Everyone wants to talk about rates these days and it’s no mystery why.

The Fed is under new leadership at a pivotal juncture. Balance sheet rundown has commenced and the Trump administration has embarked on what multiple sellside desks (see here, here, and here for a few takes) have described as an ill-advised quest to try and supercharge an already hot economy with late-cycle expansionary fiscal policy.

And so, the supply/demand dynamic in the Treasury market has shifted. Financing the tax cuts and increased spending means more supply and with the Fed out of the market, it’s left to price sensitive private investors to provide the bid. This comes as the global reserve diversification debate heats up and as second-order effects of increased bill supply could further sap foreign demand for U.S. debt (see here). To be sure, the market will clear – the question is, at what price?

That gets to the heart of the debate about where yields go from here and the concern is that between everything said above and the suspicion that between fiscal stimulus and now tariffs, price pressures could build quickly, the Fed will be forced to take a hawkish turn that’s not yet priced in by markets. All of these concerns helped fuel the bond rout that conspired with the February 5 vol. shock to send global equities careening into correction territory last month.

Well, one person you might be interested in hearing from on all of this is Jim Grant, and happily, Erik Townsend welcomed him to the MacroVoices podcast this week.
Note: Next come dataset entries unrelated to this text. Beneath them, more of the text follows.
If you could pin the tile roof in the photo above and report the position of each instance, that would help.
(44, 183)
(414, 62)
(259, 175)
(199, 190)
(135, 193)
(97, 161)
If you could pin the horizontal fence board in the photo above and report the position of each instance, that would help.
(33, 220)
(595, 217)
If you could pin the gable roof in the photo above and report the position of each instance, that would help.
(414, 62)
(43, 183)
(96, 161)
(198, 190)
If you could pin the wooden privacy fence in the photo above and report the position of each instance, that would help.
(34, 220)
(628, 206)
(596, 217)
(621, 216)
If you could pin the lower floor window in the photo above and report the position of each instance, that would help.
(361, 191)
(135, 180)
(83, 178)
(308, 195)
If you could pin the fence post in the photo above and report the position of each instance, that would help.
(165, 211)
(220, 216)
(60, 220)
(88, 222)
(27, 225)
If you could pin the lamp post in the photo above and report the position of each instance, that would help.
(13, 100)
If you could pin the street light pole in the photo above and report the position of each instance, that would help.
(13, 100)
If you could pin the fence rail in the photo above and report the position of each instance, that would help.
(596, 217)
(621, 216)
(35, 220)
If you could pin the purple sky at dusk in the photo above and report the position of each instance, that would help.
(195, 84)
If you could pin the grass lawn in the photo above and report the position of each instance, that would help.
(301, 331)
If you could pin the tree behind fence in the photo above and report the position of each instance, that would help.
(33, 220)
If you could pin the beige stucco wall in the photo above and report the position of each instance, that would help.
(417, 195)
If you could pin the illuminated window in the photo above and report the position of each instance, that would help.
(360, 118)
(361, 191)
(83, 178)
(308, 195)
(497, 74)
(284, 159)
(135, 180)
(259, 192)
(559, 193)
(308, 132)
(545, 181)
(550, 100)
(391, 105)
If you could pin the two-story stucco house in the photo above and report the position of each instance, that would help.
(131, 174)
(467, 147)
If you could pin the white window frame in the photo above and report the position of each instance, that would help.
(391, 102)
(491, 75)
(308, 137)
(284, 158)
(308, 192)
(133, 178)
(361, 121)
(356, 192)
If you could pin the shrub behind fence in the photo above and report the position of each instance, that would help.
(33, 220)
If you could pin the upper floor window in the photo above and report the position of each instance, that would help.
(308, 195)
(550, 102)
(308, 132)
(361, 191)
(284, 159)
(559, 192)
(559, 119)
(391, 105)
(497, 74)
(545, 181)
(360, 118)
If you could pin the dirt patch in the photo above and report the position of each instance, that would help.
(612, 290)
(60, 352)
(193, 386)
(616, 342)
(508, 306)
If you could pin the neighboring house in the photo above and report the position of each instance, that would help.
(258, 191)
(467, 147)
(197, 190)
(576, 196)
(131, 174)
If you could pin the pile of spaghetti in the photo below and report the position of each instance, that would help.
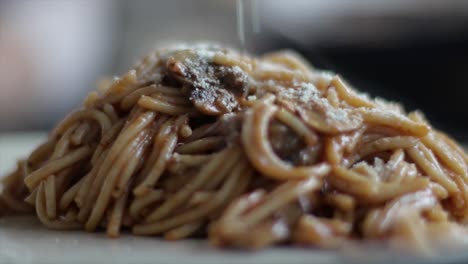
(247, 151)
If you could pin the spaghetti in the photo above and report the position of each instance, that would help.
(203, 141)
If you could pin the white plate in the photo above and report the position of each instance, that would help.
(24, 240)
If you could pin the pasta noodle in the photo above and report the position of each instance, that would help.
(247, 151)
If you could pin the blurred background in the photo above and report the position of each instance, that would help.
(52, 52)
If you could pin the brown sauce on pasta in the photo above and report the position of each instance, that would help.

You can listen to the interview in full below, but here are a couple of excerpts that touch on the questions everyone wants answered.

On Jerome Powell:

Erik: What is your expectation? Is Jay Powell a good pick to replace Janet Yellen? Do you think that we’re going to see a change in policy from the Powell Fed as opposed to the Yellen Fed? And what’s your overall reaction to the state of the Fed, so to speak?
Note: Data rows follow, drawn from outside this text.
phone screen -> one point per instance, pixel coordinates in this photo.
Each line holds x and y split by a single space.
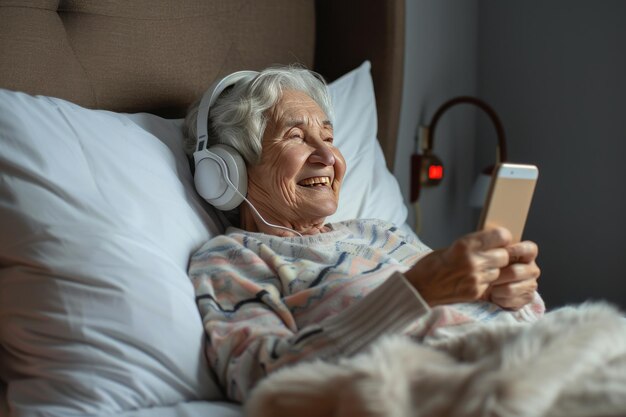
509 198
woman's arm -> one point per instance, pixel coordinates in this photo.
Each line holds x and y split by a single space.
251 332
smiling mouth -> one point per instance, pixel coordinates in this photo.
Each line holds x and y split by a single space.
315 182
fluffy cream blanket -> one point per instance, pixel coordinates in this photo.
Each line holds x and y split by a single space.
572 363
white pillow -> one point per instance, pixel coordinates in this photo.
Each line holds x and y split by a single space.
98 217
369 189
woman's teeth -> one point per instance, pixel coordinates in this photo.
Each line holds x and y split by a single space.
315 181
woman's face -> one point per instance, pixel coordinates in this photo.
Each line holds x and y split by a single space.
298 179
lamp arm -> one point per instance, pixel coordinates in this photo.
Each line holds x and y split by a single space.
502 152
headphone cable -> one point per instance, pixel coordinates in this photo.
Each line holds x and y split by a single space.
222 165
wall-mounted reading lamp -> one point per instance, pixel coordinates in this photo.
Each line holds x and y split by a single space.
427 169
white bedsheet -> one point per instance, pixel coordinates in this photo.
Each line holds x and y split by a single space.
190 409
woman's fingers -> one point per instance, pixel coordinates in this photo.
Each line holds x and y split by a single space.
524 252
518 272
513 295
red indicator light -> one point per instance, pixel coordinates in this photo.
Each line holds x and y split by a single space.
435 172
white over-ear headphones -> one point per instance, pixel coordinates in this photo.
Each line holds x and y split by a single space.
220 174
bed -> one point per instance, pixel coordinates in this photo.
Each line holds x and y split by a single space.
98 214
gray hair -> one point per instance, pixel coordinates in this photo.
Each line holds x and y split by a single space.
239 116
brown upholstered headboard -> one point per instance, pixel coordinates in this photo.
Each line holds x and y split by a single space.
159 55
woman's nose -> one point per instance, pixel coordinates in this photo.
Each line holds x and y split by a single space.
322 154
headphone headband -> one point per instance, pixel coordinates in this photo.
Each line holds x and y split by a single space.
208 100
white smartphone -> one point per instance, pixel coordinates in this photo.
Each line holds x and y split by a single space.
509 198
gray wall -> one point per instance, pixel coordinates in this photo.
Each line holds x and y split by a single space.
440 63
556 73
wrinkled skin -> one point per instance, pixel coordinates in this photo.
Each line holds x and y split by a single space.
297 151
482 265
296 185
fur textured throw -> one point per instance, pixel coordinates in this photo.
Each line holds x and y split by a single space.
571 363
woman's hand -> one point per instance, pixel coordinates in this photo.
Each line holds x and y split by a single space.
465 270
481 265
517 283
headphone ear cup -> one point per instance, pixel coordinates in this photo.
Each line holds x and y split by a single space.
213 166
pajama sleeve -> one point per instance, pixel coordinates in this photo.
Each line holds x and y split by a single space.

Jim: Well, Jay Powell has one commanding credential. And that credential is the absence of a PhD in economics on his resume. I say this because we have been under the thumb of the Doctors of Economics who have been conducting a policy of academic improv. They have set rates according to models which have been all too fallible. They lack of historical knowledge and, indeed, they lack the humility that comes from having been in markets and having been knocked around by Mr. Market (who you know is a very tough hombre).

Jay Powell at least has worked in private equity. He knows a little bit about the business of buying low and selling high. Also he’s a native English speaker. If you listen to him, he speaks in everyday colloquial American English, unlike some of his predecessors. So I’m hopeful. But not so hopeful as to expect a radical departure from the policies we have seen.